Radiochemical Analysis at Hanford, the Past 30 years
Matt Lardy
STL-Richland
Richland, Washington
Over the past 30 years or
more, interesting and challenging changes have occurred in the handling,
processing and analysis of environmental and bioassay samples for
radionuclides. In some ways the nature
of the radiochemical laboratory has changed little and in other ways there has
been significant change. In the early
1960’s, at Richland the short-lived radionuclides Si-31, Mn-56, Zn-69m, Ga-72
and As-76 once included with the analytical protocol for Hanford water samples
are no longer required because their sources, the single pass reactors at
Hanford, have long since been closed.
Later, in the 1970s, soil sample analyses for Sr-90, U-234, U-235 and
U-238, Pu-238, Pu-239/240 and Am-241 were added. The addition of soil analyses necessitated development and testing
of a soil preparation procedure using large (50-100 gram) sample sizes. New analytical techniques such as extraction
chromatographic resins have been developed that provide improved selectivity,
produce less waste and have faster separation times. One example is use of the extraction disk for Tc-99
analysis. Previously the classical ion
exchange procedure required two or more days to complete the chemical
separation, but with the extraction disk the separation can be performed in one
day. Change is evident in other areas
of the analytical process; because of its greater resolution capability and
increased size, the germanium detector has replaced sodium iodide as the
preferred detector for gamma spectroscopy.
Autoradiography was used for plutonium analysis and was capable of
achieving a Minimum Detectable Activity of approximately 0.05 dpm. However it was not possible to resolve the
energies of the various plutonium isotopes.

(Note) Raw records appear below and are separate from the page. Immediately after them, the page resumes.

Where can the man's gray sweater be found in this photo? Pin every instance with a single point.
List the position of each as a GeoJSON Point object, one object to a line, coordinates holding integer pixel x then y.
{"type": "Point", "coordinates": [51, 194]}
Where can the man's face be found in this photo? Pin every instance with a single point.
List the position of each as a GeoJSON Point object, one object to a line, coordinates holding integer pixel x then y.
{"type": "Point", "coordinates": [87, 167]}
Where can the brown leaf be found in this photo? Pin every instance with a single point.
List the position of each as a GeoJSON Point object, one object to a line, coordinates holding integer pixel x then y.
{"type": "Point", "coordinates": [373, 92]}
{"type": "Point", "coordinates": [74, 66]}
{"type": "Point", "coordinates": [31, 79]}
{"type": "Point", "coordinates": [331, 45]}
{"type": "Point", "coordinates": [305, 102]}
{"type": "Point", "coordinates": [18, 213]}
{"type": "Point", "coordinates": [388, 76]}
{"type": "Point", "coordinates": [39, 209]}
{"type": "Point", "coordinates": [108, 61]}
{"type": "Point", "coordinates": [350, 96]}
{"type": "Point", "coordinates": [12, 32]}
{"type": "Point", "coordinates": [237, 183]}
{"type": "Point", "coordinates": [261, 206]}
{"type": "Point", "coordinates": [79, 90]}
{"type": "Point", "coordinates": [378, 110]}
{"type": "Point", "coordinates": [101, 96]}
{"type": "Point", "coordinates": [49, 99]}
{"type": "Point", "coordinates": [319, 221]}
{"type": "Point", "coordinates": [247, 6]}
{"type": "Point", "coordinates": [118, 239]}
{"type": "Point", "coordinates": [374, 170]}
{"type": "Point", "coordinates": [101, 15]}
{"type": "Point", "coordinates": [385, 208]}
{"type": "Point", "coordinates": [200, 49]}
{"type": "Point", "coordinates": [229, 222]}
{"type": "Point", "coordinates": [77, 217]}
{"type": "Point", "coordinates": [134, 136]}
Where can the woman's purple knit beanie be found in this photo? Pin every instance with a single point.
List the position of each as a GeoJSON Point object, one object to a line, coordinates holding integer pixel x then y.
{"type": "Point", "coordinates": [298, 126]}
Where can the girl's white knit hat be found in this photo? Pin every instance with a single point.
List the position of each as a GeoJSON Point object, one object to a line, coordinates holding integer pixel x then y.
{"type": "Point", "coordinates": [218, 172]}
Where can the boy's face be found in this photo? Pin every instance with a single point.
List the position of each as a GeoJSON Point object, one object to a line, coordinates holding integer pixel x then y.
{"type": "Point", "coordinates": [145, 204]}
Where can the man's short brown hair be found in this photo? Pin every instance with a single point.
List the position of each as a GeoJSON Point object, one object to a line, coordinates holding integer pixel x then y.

Consequently it was also impossible to use a tracer to measure chemical
recovery. Alpha spectroscopy, using the
silicon diode, resolved that problem.
Government regulations and
national consensus standards have also caused significant changes in
radiochemical analytical laboratories.
Government regulations began with the initiation of certification of
laboratories analyzing drinking water under the Safe Drinking Water Act and the
publication of the U. S. Nuclear Regulatory Guide 4.15, Quality Assurance for
Radiological Monitoring Programs. The
two most recent government directives are NELAC and Integrated Contractor
Procurement Team (ICPT) programs initiated by the Environmental Protection
Agency and the Department of Energy respectively. In addition, required national consensus standards are HPS
N13.30, Performance Criteria for Radiobioassay and ANSI N 42.23, American
National Standard Measurement and Associated Instrumentation Quality Assurance
for Radioassay Laboratories.
Added to the complexity are market forces that influence a commercial laboratory. These forces include items such as competition, pricing, and laboratory mergers and acquisitions. The Laboratory in Richland where I am currently employed has undergone a fourth ownership change, while the number of laboratories performing radiochemical analyses in the United States continues to decrease.
All in all, the effect of change has contributed to progress: the analytical laboratory provides a better product and improved service.
This presentation will more fully describe the items discussed above as I remember them, include more examples, compare past changes to the current practice and thoughts about the future. The remarks are based on my experience in a commercial radiochemical analysis laboratory. However, other laboratories have experienced similar significant changes.
The assistance of Mike Buvinghausen, ThermoRetec, for providing technical and supporting information, is acknowledged.